7.5 Cancellation must be made in text form.

8. Use of Trademarks and Copyrights
8.1 The Agency is entitled to use protected trademarks, logos, or other protectable identifiers of the Customer within and for the purposes of the agreed project.
8.2 The Agency grants the Customer, subject to full payment of the agreed remuneration and unless otherwise agreed, a simple right of use for the created content, limited to the agreed use. The right of use is restricted to the duration and purpose specified in the contract. Further use requires written agreement and involves additional costs.
8.3 All usage rights remain with the Agency until full payment is made.

9. Confidentiality
Both parties agree to maintain confidentiality of all confidential information received during the collaboration, even after the contract ends.

10. Retention of Project Documents
The Agency will retain documents for a period of 6 months after the project ends, unless longer retention is required by law. Upon request, documents will be handed over to the Customer within this period.

11. Liability and Warranty
11.1 The Agency is fully liable for damages caused by intent or gross negligence, as well as for injury to life, body, or health.
11.2 For simple negligence, the Agency is only liable for the breach of essential contractual obligations (cardinal obligations) whose fulfillment enables the proper execution of the contract and upon which the Customer regularly relies. In such cases, liability is limited to typical, foreseeable damage or the contract value, whichever is lower.
11.3 Liability for indirect damage, loss of profit, or consequential damage is excluded to the extent permitted by law. Further liability is excluded.
11.4 The Agency is entitled to engage subcontractors to fulfill contractual obligations. The Agency is only liable for defects caused by subcontractor services if it breaches its duty of care in selecting or monitoring the subcontractor. If damages are caused solely by subcontractors outside the Agency's control, the Agency assigns its contractual claims against the subcontractor to the Customer and will assist the Customer in enforcing these claims to the extent reasonable.
11.5 The review of legal issues, particularly in the areas of copyright, competition, consumer protection, and trademark law, is not the responsibility of the Agency.

12. Final Provisions
12.1 Amendments or additions to these GTC must be made in writing. Precedence is given to individual agreements.
12.2 If any provision of these GTC is invalid or unenforceable, the validity of the remaining provisions remains unaffected.
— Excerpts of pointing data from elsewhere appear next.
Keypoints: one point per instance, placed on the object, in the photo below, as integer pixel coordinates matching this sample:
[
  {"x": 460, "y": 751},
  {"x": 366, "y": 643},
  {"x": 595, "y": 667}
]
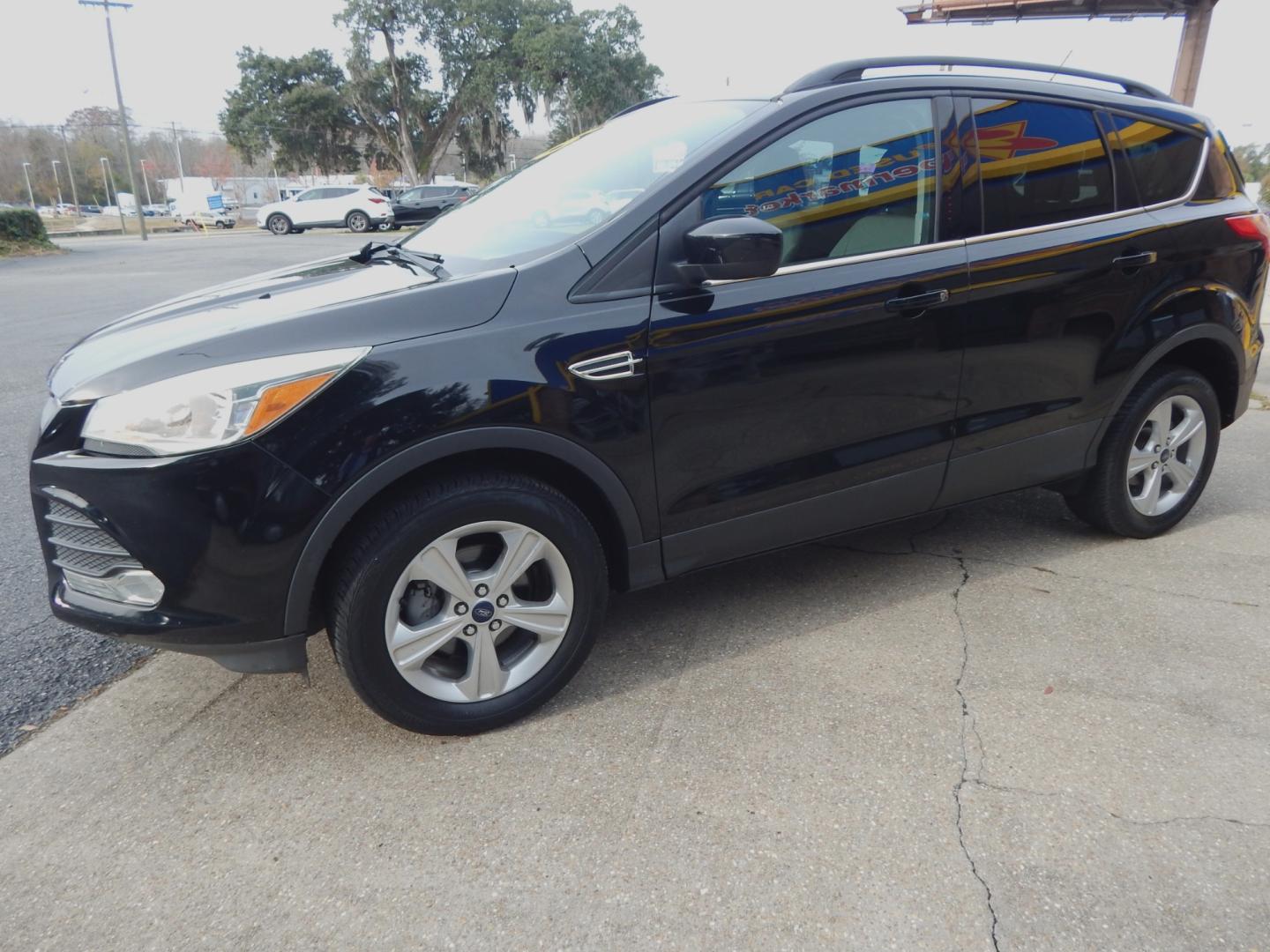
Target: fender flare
[
  {"x": 1152, "y": 358},
  {"x": 346, "y": 505}
]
The parties agree to replace the invalid or unenforceable provision with a valid and enforceable provision that comes as close as possible to the economic intent of the replaced provision.

13. Jurisdiction and Place of Performance
13.1 The place of jurisdiction is Frankfurt am Main, provided the contracting parties are merchants. However, each party also has the right to sue the other at their place of business.
13.2 The place of performance is the Agency's registered office.

14. Applicable Law
German law exclusively applies to all contracts and business relationships between the Agency and the Customer. The application of international sales law is excluded.